Dept. of Electr. Eng. & Comput. Sci., Vanderbilt Univ., Nashville, TN, USA;
This paper appears in: Medical Imaging, IEEE Transactions on
Publication Date: Sept. 2001
Volume: 20,
Issue: 9
On page(s): 917-927
Location: Davis, CA, USA,
ISSN: 0278-0062
References Cited: 28
CODEN: ITMID4
INSPEC Accession Number: 7070328
Digital Object Identifier: 10.1109/42.952729
Current Version Published: 2002-08-07
Abstract
Guidance systems designed for neurosurgery, hip surgery, spine surgery and for approaches to other anatomy that is relatively rigid can use rigid-body transformations to accomplish image registration. These systems often rely on point-based registration to determine the transformation and many such systems use attached fiducial markers to establish accurate fiducial points for the registration, the points being established by some fiducial localization process.

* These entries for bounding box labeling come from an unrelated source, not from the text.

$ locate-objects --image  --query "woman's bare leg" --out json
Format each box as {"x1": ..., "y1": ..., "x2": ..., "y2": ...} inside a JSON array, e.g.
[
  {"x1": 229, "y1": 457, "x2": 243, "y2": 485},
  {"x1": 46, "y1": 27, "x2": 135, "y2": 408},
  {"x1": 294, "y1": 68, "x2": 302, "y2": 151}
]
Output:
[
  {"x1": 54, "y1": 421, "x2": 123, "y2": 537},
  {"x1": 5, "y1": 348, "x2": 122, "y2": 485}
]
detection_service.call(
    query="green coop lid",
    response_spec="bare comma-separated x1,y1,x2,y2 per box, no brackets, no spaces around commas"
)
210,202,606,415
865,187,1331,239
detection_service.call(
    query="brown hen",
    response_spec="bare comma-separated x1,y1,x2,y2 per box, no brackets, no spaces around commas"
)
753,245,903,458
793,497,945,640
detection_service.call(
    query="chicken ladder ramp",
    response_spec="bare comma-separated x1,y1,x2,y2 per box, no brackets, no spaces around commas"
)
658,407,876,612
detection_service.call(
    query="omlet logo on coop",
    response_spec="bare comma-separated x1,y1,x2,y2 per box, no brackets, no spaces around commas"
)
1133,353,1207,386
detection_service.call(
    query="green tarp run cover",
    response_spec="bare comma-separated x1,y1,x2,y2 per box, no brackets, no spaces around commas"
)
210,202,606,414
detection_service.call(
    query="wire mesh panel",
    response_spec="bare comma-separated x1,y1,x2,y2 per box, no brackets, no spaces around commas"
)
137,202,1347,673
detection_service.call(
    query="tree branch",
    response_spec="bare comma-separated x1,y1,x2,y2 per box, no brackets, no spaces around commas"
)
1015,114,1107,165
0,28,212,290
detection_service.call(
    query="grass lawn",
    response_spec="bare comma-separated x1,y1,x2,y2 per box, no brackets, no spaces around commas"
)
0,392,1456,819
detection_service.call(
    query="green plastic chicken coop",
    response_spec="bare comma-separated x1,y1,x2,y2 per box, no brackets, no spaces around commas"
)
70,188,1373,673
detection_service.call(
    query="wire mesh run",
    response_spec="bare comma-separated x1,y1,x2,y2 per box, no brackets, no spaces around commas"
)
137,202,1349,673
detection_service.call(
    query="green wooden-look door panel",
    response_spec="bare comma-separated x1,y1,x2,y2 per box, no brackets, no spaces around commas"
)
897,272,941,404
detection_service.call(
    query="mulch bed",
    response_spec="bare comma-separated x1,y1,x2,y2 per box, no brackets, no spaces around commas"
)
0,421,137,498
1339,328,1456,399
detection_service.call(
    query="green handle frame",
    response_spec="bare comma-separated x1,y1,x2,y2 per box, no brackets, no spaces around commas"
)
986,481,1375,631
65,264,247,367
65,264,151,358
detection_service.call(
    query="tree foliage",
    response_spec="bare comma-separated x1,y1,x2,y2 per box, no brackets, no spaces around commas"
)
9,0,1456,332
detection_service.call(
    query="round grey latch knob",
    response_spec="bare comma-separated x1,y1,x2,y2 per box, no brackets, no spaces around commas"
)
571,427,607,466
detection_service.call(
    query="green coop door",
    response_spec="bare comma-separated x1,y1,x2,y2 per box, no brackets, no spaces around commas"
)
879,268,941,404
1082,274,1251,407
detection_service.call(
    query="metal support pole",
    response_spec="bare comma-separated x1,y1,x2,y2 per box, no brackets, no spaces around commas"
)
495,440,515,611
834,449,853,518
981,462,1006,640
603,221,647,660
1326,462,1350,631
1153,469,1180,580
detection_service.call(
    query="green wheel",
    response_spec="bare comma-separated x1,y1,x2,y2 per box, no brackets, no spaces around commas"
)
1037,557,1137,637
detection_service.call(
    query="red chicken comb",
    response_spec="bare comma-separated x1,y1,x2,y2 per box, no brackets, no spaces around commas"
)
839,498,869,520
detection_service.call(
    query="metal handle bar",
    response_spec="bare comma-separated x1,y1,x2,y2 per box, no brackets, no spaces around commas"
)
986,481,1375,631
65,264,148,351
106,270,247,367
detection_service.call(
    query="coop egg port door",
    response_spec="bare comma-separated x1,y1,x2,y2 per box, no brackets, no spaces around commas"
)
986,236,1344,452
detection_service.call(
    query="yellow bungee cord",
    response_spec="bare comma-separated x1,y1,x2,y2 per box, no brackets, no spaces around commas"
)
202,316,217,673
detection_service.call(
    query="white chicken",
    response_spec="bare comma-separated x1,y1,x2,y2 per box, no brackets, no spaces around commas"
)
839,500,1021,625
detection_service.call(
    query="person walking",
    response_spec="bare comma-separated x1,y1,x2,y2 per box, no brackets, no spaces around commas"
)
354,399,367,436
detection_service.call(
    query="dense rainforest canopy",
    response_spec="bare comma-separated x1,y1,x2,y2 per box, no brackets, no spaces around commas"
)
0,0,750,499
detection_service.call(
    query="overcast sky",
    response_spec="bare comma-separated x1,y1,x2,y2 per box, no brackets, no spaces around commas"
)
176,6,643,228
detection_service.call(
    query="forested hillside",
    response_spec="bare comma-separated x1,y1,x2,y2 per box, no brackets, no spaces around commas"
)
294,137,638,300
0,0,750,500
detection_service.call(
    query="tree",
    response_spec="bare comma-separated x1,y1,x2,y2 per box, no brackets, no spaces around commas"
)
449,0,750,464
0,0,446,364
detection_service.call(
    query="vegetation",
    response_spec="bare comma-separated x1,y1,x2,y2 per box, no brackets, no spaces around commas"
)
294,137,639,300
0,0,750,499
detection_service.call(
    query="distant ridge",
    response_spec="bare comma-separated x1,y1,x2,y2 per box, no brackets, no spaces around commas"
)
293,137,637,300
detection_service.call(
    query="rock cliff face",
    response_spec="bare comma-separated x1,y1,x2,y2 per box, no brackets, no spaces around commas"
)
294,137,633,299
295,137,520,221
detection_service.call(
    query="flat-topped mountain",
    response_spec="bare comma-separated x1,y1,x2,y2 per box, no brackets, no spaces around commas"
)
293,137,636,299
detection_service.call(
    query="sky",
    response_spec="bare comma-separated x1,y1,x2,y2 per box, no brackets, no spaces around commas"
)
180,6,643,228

Accuracy is important to these systems, as is knowledge of the level of that accuracy. An advantage of marker-based systems, particularly those in which the markers are bone-implanted, is that registration error depends only on the fiducial localization and is, thus, to a large extent independent of the particular object being registered. Thus, it should be possible to predict the clinical accuracy of marker-based systems on the basis of experimental measurements made with phantoms or previous patients. For most registration tasks, the most important error measure is target registration error (TRE), which is the distance after registration between corresponding points not used in calculating the registration transform. Here, the authors derive an approximation to the distribution of TRE; this is an extension of previous work that gave the expected squared value of TRE. They show the distribution of the squared magnitude of TRE and that of the component of TRE in an arbitrary direction. Using numerical simulations, the authors show that their theoretical results are a close match to the simulated ones.